Tres personas se acercaron al monte. A medida que se aproximaban, el poderoso despliegue de presión aérea desde la cima del monte aumentaba cada vez más. Esta presión era considerable para los cultivadores de base, pero solo los del estado de núcleo couldros podían ignorarla al principio.
La Cinco Hermanas se separó y caminó en la vanguardia, resistiendo esta presión aérea en nombre de Bai Xiaochun. Bai Xiaochun lo veía todo con gratitud, llamándola “Tío” y “Cincodía” constantemente mientras charlaba animadamente con ella.
No tardaron mucho en llegar al pie del monte. Elegieron una senda entre las numerosas rutas que bordeaban el monte para subir hacia arriba. Al entrar, la presión aérea se volvió aún más intensa. Los cultivadores de base que caminaban por las otras vías sudaban abundantemente mientras subían con cuidado y tenían que prestar atención a los prohibiciones circundantes, lo cual les hacía avanzar lentamente.
Pero para Bai Xiaochun, la presión aérea no era nada. Incluso en el pie del monte, y mucho menos en la cima, se sentía como si llevara un pajarito sobre su cabeza.
Aunque apreciaba la bondad de Cincodía, Bai Xiaochun fingió estar algo presionado para dar una apariencia de malestar, suspirando de vez en cuando.
Después de todo, todos en el exterior del Antiguo Terreno podían ver lo que estaba sucediendo. Por lo tanto, Bai Xiaochun tenía que hacer la fachada. Sin embargo, no dejaba de mirar la senda donde se encontraba Bai Qi.
Observando cómo Bai Qi avanzaba rápidamente hacia la cima, los ojos de Bai Xiaochun chispearon mientras calculaba el tiempo que le llevaría a Bai Qi llegar a la cima.
"Bro Herman, escucha a Tío. A Bai Qi... mejor no lo molestes." Notando la mirada de Bai Xiaochun, Bai Lei's ojos se encogieron ligeramente y susurró.
"No será posible que te mate, ¿no?" Bai Xiaochun miró a Bai Lei con una expresión enojada.
"Hermano Herman, ¿cómo puedes no entenderlo? El Espíritu del Cielo y la Tierra estaba ya predeterminado para Bai Qi. Eso demuestra la preferencia de nuestro antepasado por él. Si continúas como ayer, quizás... corras peligro con tu vida."
"Sigue los consejos de Tío. Deberías acercarte más al Gran Maestro del Método.
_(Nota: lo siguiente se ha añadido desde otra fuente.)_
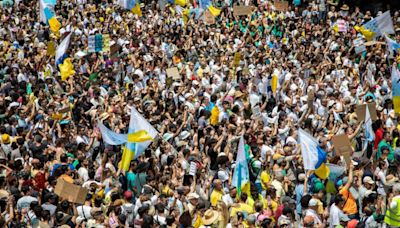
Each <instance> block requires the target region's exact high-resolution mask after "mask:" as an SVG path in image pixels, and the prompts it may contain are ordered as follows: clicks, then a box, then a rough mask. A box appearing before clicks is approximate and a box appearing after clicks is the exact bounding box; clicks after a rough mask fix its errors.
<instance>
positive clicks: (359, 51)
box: [354, 45, 367, 54]
mask: <svg viewBox="0 0 400 228" xmlns="http://www.w3.org/2000/svg"><path fill="white" fill-rule="evenodd" d="M366 50H367V48H366V47H365V45H361V46H357V47H355V48H354V51H355V52H356V54H360V53H362V52H364V51H366Z"/></svg>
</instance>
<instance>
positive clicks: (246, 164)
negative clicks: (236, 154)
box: [232, 136, 250, 195]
Con su presencia, aunque Bai Qi quiera hacer algo contigo, tendrá que tener cuidado", dijo Bai Lei seriamente, mirando a Bai Xiaochun con mucha intención.
Bai Lei se rió internamente y pensó: "Bro Herman parece ser un niño pequeño hoy, pero en realidad tiene una expresión astuta".
Bai Xiaochun asintió con la cabeza con una mirada de resentimiento. Miró a Cincodía y dijo:
"Gracias, Cincodía."
"Ve tomando, siempre es mejor tener más defensa. Este clan... no confíes en nadie", dijo Cincodía suavemente antes de caminar hacia adelante.
Bai Lei frunció el ceño por la interrupción de Cincodía y su sugerencia subyacente, pero recordando que Cincodía tenía un buen estatus dentro del clan y probablemente se casaría fuera pronto, decidió dejarlo pasar. Siguió charlando animadamente.
Cincodía parecía no estar muy de acuerdo con la conversación de Bai Lei y solo respondió a veces, pero al ver objetos que servían para cultivadores de base en el camino, los recogía y se los entregaba a Bai Xiaochun.
Después de más de una hora, Bai Xiaochun había acumulado varias piezas de armamento mágico. Había incluso miles de espíritus renegados y algunos remedios espirituales.
Todo esto lo hizo sentir agradecido. Miró a Cincodía con gratitud, quien era la segunda persona en el clan Bai que le había ganado su respeto. Sabía que ella no buscaba nada más de él; simplemente le consideraba un miembro del clan y se compadecía de sus circunstancias.